それは技術的なところというよりは、全体の体制ということになると思います。

○石川血液対策課長 ご質問の趣旨を理解しました。それは本調査会とは別に献血推進調査会がありまして、それはどちらかというと非常時というよりは、一般的に今、若い方の献血者をどう確保するかということを重要課題として取り組んでいます。その中で、日本赤十字社で様々な工夫をしていただいておりまして、今、アプリといいますか、Webでいろいろ呼び掛けをしたりできるようなラブラッドという仕組み、複数回献血をしていただく方の仕組みがありまして、会員数も徐々に伸びております。

 そういったものも使いながら、献血間隔などもラブラッドを使いますと自動的に、あなたは今日から献血ができますよとか、必要なときには献血の呼び掛けするということを、今までは電話をしたり、いろいろアナログ的なことでやられていたようですが、今はそうした新しいIT技術なども使って取組をしておられますので、非常時にもそうしたことを活用していくことと思います。

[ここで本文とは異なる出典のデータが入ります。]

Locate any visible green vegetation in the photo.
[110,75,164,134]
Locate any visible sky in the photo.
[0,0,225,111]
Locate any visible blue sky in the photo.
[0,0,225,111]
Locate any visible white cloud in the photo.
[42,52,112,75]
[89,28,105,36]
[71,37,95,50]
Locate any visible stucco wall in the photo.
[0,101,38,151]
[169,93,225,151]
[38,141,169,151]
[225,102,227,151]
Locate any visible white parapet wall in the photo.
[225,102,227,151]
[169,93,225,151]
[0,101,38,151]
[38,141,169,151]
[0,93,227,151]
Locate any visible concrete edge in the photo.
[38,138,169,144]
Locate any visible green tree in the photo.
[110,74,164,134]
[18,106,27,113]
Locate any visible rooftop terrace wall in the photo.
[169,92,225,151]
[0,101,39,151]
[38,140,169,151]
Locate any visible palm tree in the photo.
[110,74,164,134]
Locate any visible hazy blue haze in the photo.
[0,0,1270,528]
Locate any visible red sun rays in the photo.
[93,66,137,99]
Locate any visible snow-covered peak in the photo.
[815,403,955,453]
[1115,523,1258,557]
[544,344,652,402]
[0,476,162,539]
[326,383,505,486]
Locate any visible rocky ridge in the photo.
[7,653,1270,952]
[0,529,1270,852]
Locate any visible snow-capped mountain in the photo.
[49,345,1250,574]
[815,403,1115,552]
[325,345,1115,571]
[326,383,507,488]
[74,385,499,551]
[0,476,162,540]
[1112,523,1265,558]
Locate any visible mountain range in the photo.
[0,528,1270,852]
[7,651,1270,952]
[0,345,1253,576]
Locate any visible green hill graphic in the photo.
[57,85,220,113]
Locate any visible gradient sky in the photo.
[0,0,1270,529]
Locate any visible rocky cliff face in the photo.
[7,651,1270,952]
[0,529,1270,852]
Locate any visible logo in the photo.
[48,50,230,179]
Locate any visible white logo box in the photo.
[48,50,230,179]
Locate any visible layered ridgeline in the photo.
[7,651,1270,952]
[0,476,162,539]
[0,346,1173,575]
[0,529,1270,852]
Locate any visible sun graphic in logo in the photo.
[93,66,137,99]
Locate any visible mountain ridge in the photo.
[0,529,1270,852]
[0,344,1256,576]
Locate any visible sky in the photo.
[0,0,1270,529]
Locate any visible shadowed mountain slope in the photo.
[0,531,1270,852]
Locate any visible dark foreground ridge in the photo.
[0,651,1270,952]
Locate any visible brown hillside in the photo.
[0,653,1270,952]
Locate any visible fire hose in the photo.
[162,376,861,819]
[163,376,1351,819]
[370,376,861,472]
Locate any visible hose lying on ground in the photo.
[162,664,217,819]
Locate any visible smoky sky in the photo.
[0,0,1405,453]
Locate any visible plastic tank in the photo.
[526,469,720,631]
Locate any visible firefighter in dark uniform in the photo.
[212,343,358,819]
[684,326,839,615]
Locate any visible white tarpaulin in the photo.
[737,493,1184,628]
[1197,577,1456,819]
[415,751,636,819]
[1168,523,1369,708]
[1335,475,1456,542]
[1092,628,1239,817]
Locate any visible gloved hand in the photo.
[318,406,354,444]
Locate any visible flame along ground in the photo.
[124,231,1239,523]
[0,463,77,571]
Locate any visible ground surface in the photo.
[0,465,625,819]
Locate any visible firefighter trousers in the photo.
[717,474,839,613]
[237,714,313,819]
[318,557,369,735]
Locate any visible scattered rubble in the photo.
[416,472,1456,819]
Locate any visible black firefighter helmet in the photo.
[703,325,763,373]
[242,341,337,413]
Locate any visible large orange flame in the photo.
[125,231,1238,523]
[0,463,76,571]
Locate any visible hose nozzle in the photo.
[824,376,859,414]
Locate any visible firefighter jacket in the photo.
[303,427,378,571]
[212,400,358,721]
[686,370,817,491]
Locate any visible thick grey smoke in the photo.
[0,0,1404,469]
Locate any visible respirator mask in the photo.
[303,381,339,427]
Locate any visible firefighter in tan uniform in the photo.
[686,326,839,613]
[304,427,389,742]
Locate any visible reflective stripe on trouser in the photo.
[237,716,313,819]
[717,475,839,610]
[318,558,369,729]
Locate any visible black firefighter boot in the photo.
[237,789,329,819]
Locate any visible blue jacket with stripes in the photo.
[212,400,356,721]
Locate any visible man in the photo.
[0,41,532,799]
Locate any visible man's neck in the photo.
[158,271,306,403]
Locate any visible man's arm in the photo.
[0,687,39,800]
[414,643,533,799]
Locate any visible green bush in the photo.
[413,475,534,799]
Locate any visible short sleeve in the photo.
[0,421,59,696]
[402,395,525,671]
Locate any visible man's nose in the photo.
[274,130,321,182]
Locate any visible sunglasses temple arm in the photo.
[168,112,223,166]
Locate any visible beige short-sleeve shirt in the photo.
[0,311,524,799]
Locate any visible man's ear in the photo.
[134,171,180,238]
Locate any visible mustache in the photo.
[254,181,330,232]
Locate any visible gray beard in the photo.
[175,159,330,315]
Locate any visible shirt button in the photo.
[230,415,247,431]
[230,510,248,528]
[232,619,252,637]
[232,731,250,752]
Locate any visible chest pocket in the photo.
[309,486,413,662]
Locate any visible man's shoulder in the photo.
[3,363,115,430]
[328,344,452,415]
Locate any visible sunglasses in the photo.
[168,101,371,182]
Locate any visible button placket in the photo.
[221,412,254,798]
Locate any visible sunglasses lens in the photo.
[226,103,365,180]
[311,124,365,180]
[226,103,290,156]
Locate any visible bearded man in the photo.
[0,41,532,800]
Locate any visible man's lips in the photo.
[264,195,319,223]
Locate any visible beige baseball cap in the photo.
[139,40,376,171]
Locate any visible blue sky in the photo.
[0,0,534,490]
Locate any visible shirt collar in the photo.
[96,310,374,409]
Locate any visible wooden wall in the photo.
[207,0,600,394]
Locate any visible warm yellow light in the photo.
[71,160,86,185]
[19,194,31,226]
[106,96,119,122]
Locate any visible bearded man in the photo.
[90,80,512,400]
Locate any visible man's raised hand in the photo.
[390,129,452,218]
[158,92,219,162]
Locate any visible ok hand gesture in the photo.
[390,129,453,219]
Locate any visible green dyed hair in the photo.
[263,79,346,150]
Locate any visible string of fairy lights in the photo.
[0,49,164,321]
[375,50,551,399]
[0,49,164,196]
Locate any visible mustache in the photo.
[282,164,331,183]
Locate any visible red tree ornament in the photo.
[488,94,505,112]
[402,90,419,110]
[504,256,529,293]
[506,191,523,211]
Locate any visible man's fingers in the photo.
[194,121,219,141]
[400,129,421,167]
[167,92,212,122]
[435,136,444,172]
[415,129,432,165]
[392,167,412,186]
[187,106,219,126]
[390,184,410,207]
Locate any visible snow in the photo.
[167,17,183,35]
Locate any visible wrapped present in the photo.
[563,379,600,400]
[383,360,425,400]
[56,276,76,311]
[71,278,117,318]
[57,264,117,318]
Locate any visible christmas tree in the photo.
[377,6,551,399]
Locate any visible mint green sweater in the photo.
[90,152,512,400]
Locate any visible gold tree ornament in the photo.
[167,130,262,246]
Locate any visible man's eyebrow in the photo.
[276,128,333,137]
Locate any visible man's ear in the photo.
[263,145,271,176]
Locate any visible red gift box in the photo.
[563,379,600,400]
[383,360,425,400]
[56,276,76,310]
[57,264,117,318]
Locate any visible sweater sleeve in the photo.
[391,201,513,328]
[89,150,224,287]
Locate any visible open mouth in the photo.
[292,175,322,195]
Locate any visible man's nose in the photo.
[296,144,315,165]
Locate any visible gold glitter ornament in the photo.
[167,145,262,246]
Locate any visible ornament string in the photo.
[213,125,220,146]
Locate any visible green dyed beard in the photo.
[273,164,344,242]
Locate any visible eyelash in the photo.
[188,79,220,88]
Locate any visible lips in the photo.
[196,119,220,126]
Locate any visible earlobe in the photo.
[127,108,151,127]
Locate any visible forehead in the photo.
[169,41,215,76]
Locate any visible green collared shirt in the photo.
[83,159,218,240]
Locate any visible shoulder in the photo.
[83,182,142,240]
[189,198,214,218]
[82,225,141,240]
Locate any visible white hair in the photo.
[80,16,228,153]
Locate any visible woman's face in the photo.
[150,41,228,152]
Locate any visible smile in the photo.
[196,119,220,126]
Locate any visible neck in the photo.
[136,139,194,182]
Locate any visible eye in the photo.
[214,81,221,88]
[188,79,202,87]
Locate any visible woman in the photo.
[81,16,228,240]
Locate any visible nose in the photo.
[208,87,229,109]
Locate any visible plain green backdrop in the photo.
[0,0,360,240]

 今回の台風、今は千葉が大変ですが、今年は九州の方も、この前は九州や四国など、全部ルームが閉まったり、バスが出せなかったりということもありまして、その対策として日本赤十字社で全国の担当者を集めて、そういう危機的な状態だということでの取組を促すといったこと、日本赤十字社の社内でもそうしたことをされていると聞いております。

○濱口座長 宜しいでしょうか。他はいかがでしょうか。特にないようであれば、事務局に議事を戻したいと思います。

○山本血液対策課長補佐 濱口先生、ありがとうございました。皆さん、今日はいろいろ御議論いただき、ありがとうございました。次回の安全技術調査会の日程は、また別途ご連絡差し上げたいと思います。本日は長時間にわたり、皆様、本当にありがとうございました。